Why healthy nutrition is important and what characterizes it

Curingshot
4 min readOct 5, 2021

A healthy diet is important — that should be known. But why actually? To stay healthy? After the family celebration including three meals and 4 pieces of cake with a subsequent food coma, you don’t get sick. To recharge your batteries? But fatigue always follows a high-energy meal like pasta. In today’s blog we want to look at the basics of a healthy diet and why it is actually important.

The most important in a nutshell !

  • Our diet serves us primarily to supply energy in the form of calories
  • A healthy diet is rich in micronutrients, which do not contain energy.
  • The need for energy-providing macronutrients and non-energy-providing micronutrients is different for each person.
  • Nutrient-rich, unprocessed foods form the basis of a healthy diet.
  • If there is a deficiency of certain nutrients due to an unhealthy diet, the body can no longer perform its functions optimally, and the risk of disease increases.

Why do we need to eat at all?

A wide variety of processes are constantly taking place in our bodies when we are at rest. Blood is pumped through the body, hormones are produced, the immune system protects us from unwanted intruders and the brain permanently processes impressions from our environment. All these processes require energy. In addition, we also have to perform our everyday tasks in life, which also cost energy. Since the sun, water and carbon dioxide are not enough for us humans (in contrast to plants), we have to supply energy in the form of calories and thus food. Our goal is therefore to cover our energy needs.

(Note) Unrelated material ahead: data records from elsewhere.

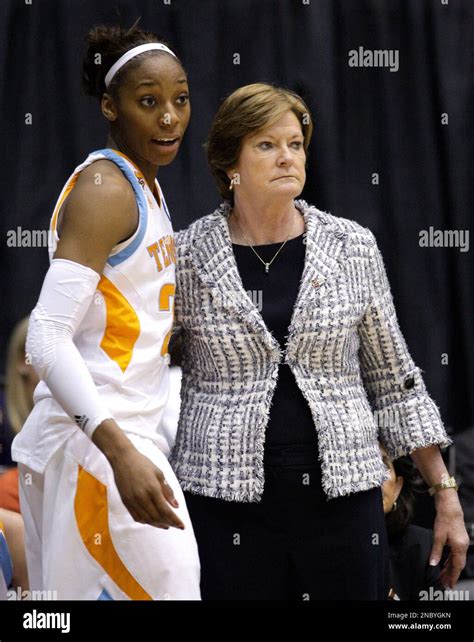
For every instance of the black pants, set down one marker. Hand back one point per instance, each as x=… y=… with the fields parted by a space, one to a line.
x=294 y=544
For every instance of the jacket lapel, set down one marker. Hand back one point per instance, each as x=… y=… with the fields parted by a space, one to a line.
x=216 y=266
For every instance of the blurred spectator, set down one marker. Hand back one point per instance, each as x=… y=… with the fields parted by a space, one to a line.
x=410 y=545
x=13 y=571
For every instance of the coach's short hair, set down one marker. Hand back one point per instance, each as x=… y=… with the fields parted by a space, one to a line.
x=246 y=111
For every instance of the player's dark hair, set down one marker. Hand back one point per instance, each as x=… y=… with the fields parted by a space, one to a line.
x=105 y=45
x=399 y=519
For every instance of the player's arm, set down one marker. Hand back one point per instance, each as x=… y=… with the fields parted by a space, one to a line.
x=14 y=533
x=98 y=214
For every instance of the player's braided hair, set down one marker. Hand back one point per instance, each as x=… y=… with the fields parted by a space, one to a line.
x=105 y=45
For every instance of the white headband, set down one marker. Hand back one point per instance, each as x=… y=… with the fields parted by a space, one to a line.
x=131 y=53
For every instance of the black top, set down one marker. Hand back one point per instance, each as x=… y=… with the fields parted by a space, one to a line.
x=274 y=294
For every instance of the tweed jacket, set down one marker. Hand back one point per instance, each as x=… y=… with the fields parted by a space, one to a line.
x=344 y=347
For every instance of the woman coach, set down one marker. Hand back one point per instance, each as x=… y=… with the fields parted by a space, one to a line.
x=278 y=399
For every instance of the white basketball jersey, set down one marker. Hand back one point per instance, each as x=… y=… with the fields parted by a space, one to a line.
x=124 y=336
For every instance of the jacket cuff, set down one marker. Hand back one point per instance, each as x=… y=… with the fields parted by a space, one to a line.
x=411 y=421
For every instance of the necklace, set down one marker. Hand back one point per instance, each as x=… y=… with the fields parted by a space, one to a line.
x=265 y=263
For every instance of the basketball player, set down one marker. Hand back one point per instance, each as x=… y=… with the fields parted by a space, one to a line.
x=104 y=515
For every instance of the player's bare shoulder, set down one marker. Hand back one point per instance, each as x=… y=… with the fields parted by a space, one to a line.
x=99 y=213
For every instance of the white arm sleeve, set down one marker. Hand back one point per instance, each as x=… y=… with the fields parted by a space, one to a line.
x=66 y=295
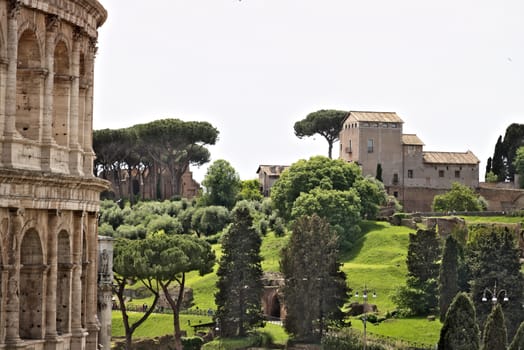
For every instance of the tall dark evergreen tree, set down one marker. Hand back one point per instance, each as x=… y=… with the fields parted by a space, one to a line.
x=239 y=274
x=420 y=295
x=448 y=276
x=497 y=165
x=315 y=288
x=518 y=340
x=488 y=166
x=513 y=139
x=495 y=334
x=493 y=257
x=460 y=330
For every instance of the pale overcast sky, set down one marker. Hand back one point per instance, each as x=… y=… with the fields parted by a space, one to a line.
x=452 y=70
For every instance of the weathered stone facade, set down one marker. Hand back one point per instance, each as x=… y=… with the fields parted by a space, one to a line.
x=49 y=199
x=409 y=173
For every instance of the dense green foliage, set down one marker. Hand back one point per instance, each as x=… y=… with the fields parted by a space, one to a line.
x=129 y=265
x=210 y=220
x=420 y=295
x=518 y=163
x=448 y=275
x=459 y=198
x=340 y=208
x=495 y=334
x=460 y=330
x=333 y=189
x=250 y=190
x=168 y=259
x=222 y=184
x=505 y=151
x=315 y=288
x=239 y=285
x=145 y=150
x=518 y=341
x=325 y=122
x=493 y=257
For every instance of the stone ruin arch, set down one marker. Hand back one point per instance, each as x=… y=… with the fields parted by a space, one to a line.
x=32 y=271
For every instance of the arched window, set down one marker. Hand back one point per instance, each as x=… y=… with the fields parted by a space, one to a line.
x=29 y=80
x=63 y=286
x=61 y=95
x=31 y=286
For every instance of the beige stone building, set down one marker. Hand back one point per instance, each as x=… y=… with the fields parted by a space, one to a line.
x=409 y=173
x=49 y=198
x=268 y=175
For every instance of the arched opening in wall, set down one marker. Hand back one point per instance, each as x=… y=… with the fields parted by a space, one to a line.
x=61 y=95
x=63 y=285
x=82 y=93
x=275 y=307
x=31 y=286
x=3 y=77
x=29 y=81
x=84 y=280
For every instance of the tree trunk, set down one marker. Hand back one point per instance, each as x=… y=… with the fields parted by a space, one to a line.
x=175 y=306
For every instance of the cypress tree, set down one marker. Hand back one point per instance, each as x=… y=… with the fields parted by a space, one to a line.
x=420 y=295
x=315 y=288
x=448 y=277
x=497 y=164
x=460 y=330
x=494 y=260
x=518 y=340
x=239 y=274
x=495 y=335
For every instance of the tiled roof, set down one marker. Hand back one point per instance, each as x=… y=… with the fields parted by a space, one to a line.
x=272 y=170
x=411 y=139
x=450 y=158
x=388 y=117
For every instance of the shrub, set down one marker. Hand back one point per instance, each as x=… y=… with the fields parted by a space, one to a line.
x=192 y=343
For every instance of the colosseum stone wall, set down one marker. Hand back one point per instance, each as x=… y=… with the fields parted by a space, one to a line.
x=49 y=198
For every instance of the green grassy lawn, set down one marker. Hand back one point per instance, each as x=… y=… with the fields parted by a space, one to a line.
x=377 y=260
x=156 y=325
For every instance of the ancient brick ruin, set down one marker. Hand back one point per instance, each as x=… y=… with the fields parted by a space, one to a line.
x=49 y=198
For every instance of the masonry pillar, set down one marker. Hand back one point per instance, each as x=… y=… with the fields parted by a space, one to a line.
x=47 y=128
x=12 y=309
x=89 y=155
x=93 y=324
x=51 y=334
x=10 y=95
x=75 y=155
x=78 y=333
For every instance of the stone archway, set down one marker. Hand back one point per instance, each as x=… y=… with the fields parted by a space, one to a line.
x=63 y=286
x=29 y=81
x=61 y=94
x=32 y=284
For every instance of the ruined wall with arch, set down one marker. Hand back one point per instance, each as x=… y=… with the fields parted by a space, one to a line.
x=49 y=197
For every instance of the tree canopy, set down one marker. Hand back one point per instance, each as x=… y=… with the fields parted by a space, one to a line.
x=167 y=259
x=222 y=184
x=458 y=198
x=325 y=122
x=165 y=146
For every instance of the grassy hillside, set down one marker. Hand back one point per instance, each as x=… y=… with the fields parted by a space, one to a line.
x=377 y=261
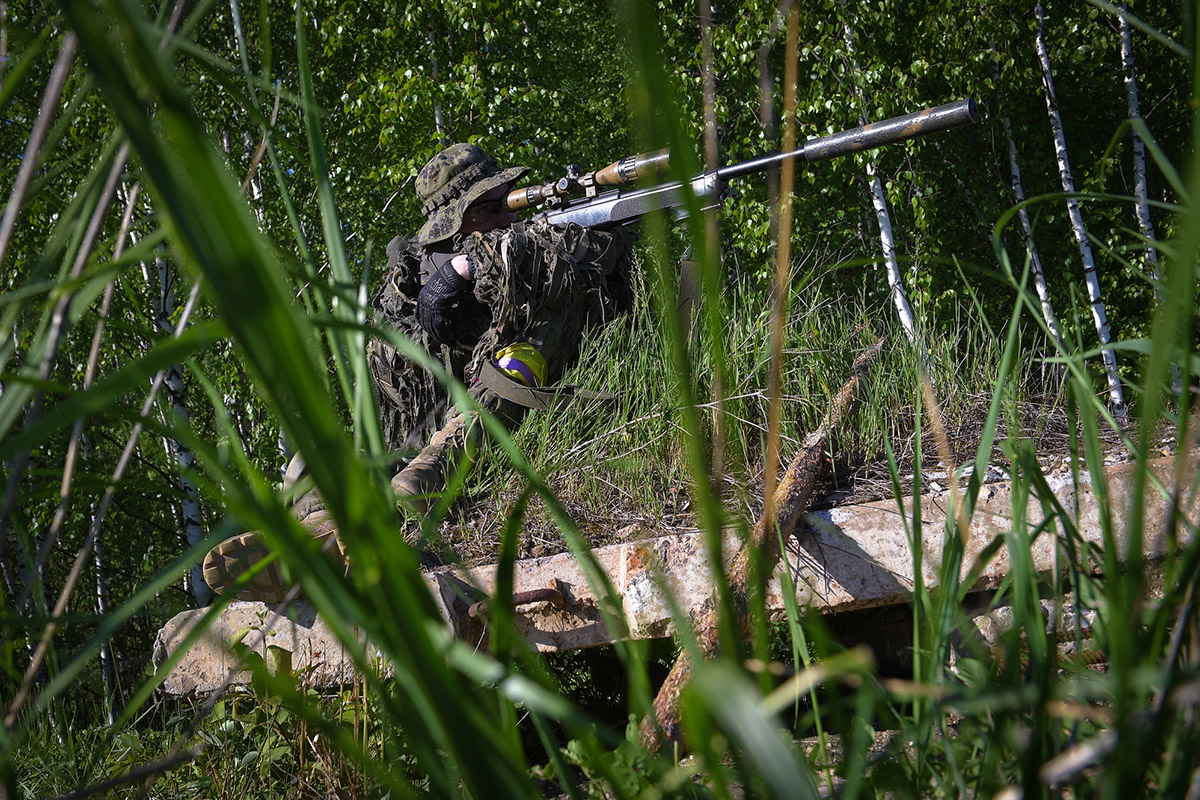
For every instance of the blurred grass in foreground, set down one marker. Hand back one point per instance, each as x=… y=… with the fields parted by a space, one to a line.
x=456 y=722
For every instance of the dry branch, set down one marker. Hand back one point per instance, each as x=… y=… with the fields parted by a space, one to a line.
x=790 y=499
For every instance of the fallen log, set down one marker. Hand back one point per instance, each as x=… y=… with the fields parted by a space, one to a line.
x=849 y=558
x=791 y=498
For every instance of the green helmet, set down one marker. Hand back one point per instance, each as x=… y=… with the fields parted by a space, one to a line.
x=453 y=180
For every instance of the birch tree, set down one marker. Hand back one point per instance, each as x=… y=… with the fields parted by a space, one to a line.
x=882 y=216
x=1116 y=396
x=1031 y=247
x=1140 y=186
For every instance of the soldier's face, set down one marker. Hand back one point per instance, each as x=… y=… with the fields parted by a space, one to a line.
x=489 y=212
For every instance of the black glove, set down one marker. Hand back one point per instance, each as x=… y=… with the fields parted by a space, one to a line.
x=436 y=304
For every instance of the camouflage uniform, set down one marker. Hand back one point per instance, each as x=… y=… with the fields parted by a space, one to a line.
x=532 y=283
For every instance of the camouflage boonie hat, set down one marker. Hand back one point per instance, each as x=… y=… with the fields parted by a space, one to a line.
x=453 y=180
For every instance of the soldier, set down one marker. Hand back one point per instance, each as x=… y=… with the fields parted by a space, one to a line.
x=502 y=304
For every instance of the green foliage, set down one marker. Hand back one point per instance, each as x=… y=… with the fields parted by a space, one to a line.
x=275 y=148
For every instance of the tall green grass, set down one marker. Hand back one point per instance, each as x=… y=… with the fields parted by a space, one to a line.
x=450 y=721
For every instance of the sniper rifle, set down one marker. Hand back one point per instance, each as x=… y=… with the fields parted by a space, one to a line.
x=605 y=198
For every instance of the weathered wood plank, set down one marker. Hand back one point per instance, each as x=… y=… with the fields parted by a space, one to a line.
x=849 y=558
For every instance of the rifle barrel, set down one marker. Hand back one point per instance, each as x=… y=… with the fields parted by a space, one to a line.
x=875 y=134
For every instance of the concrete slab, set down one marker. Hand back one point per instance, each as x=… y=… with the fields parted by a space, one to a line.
x=846 y=558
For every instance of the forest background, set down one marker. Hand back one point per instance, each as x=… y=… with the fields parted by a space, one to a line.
x=328 y=113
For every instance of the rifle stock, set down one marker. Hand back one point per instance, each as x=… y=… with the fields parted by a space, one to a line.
x=621 y=204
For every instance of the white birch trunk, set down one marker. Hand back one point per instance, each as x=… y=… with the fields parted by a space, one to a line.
x=1140 y=182
x=1039 y=280
x=1116 y=396
x=883 y=218
x=895 y=282
x=107 y=671
x=1140 y=186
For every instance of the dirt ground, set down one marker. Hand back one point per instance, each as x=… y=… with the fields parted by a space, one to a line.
x=471 y=533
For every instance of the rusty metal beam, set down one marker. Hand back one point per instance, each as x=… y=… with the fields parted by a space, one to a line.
x=849 y=558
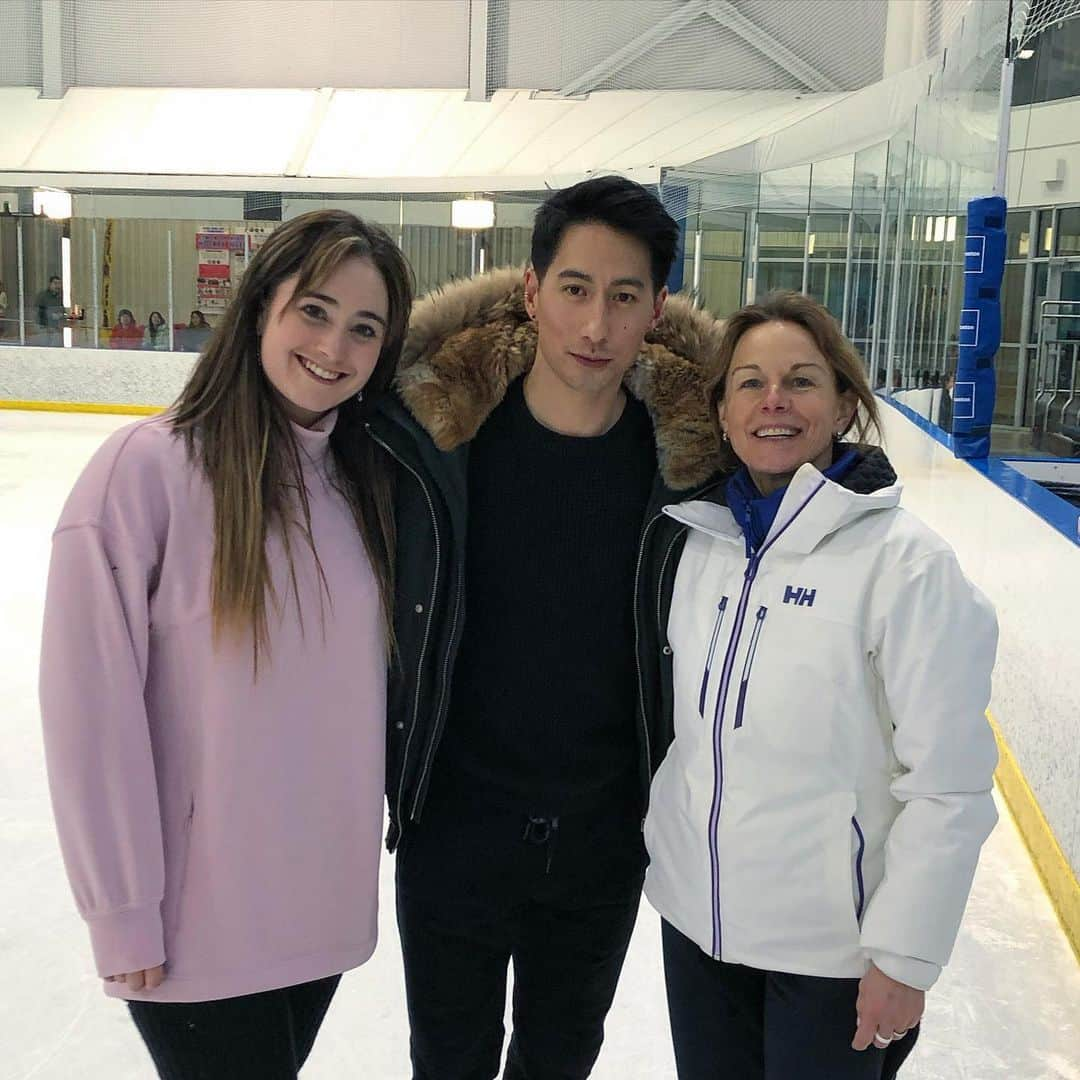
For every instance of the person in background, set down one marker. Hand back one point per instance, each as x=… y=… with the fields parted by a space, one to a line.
x=125 y=334
x=527 y=427
x=50 y=309
x=213 y=666
x=156 y=335
x=196 y=334
x=823 y=667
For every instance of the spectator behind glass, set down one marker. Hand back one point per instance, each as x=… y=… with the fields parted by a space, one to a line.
x=196 y=334
x=157 y=333
x=126 y=334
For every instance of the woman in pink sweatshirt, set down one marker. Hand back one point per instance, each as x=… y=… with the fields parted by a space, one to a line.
x=213 y=671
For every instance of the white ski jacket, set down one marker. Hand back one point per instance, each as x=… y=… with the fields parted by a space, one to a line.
x=827 y=791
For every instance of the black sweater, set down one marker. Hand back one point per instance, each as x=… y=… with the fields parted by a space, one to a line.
x=542 y=707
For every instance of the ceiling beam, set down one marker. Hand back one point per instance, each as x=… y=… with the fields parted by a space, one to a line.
x=728 y=16
x=477 y=51
x=684 y=14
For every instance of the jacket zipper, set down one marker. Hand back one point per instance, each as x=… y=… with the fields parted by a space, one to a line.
x=637 y=636
x=748 y=663
x=427 y=629
x=859 y=869
x=720 y=608
x=753 y=561
x=421 y=783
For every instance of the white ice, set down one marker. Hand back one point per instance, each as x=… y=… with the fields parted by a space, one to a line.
x=1007 y=1007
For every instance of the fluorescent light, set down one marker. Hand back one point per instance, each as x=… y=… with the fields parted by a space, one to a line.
x=472 y=214
x=66 y=282
x=52 y=203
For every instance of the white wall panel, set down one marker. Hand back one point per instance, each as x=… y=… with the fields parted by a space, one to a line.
x=269 y=43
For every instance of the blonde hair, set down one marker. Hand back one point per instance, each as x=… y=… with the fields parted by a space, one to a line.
x=237 y=429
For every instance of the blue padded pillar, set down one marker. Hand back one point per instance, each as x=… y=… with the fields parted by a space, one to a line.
x=984 y=264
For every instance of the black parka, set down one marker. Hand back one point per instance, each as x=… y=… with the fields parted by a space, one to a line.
x=464 y=346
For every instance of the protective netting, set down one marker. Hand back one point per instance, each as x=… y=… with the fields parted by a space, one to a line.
x=19 y=42
x=580 y=45
x=565 y=46
x=1030 y=17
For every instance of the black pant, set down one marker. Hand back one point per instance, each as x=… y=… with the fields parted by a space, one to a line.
x=736 y=1023
x=477 y=887
x=264 y=1036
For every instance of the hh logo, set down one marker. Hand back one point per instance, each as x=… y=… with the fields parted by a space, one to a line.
x=800 y=597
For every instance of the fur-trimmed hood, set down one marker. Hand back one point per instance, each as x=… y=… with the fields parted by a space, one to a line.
x=468 y=341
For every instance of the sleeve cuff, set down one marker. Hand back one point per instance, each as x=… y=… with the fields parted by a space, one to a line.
x=920 y=974
x=130 y=940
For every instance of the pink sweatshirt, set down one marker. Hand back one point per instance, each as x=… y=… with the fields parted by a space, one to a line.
x=228 y=827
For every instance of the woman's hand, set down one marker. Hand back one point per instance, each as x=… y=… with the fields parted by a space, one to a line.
x=148 y=980
x=886 y=1010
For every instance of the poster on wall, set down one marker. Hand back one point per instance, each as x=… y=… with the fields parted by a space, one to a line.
x=223 y=253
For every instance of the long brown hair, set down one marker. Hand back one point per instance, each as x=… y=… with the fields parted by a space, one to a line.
x=818 y=321
x=235 y=428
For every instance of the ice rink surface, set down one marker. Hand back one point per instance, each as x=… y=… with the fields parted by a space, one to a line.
x=1008 y=1006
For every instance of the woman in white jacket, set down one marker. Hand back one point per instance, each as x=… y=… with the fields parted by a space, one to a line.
x=814 y=826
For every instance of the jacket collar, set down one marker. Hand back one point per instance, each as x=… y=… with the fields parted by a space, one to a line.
x=813 y=507
x=468 y=341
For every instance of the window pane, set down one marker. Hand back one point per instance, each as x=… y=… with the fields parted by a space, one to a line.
x=781 y=235
x=1044 y=234
x=861 y=302
x=1068 y=231
x=828 y=235
x=1006 y=366
x=721 y=286
x=723 y=232
x=866 y=230
x=1018 y=230
x=1012 y=301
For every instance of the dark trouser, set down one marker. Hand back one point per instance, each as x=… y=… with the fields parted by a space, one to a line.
x=256 y=1037
x=736 y=1023
x=477 y=887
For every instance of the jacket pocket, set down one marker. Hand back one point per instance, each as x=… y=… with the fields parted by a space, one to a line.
x=859 y=849
x=748 y=663
x=720 y=609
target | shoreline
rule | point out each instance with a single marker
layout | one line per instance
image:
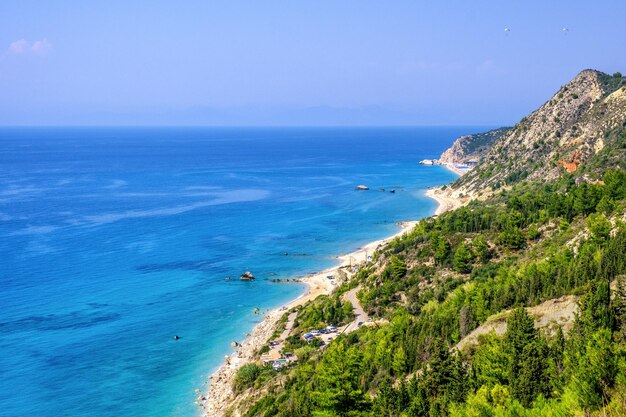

Although meeting our energy needs is the basis of our diet, it is not enough on its own for a well-functioning body. Every food contains energy (calories). If meeting our energy needs were the only relevant component, we could end the topic here. The decisive factor is that our body also needs nutrients that do not provide energy. In contrast to energy-providing nutrients (=macronutrients), we call them micronutrients. They are essential, i.e. the body cannot produce them itself. They include, for example, vitamins and minerals. They are needed, for example, so that various biochemical reactions in the body can take place properly.

This fact is decisive why the topic of healthy nutrition is so controversial. How much do we need of them? When do we need more of it? What are the best sources of it? How long can we store it?

What constitutes a healthy diet?

Adequate intake of these micronutrients, as well as the right composition of macronutrients, is crucial to classifying a diet as “healthy.” Why one food is considered healthy and another unhealthy is also primarily due to the content of micronutrients. In addition, there are also important food components such as secondary plant compounds or dietary fiber, which are not essential, but which are nevertheless said to have a health-promoting effect. These should also be abundant in a diet to classify it as healthy. In addition, of course, we should avoid certain things that are found in our food, as they are harmful to health. These include, for example, industrial sugar, trans fatty acid or heavy metals.

As we can see, a sufficient supply as well as the right composition of nutrients is essential for a healthy diet. They are needed so that the body can perform its tasks. What this composition looks like and in what quantity one needs which nutrients, however, is highly individual. Therefore, there is no one healthy diet.

To eat healthily, it is therefore necessary to integrate foods that have a very high nutrient density. These are primarily whole, unprocessed foods. Both plant and animal foods can be very nutrient dense.

If we consume certain nutrients in too low a form, our body can no longer adequately fulfill its functions and diseases may develop. In addition, we feel worse, have less energy and age faster. It is important to know that our body can initially compensate a deficiency well and we often hardly notice it. The development of diseases caused by it can take months, years or decades.

Text-Sources:

(1) Gröber, U. (2011). Mikronährstoffe (3.Auflage). Wissenschaftliche Vertragsgesellschaft Stuttgart.

(2) DGE: sekundäre Pflanzenstoffe https://www.dge.de/uploads/media/DGE-Pressemeldung-aktuell-06-2015-sps.pdf

(3) Slavin J. Fiber and prebiotics: mechanisms and health benefits. Nutrients. 2013 Apr. 22;5(4):1417–35. doi: 10.3390/nu5041417. PMID: 23609775; PMCID: PMC3705355.

(4) Maggini S, Pierre A, Calder PC. Immune Function and Micronutrient Requirements Change over the Life Course. Nutrients. 2018 Oct 17;10(10):1531. doi: 10.3390/nu10101531. PMID: 30336639; PMCID: PMC6212925.

(5) García-Calzón S, Moleres A, Martínez-González MA, Martínez JA, Zalba G, Marti A; GENOI members. Dietary total antioxidant capacity is associated with leukocyte telomere length in a children and adolescent population. Clin Nutr. 2015 Aug;34(4):694–9. doi: 10.1016/ j.clnu.2014.07.015. Epub 2014 Aug 4. PMID: 25131600.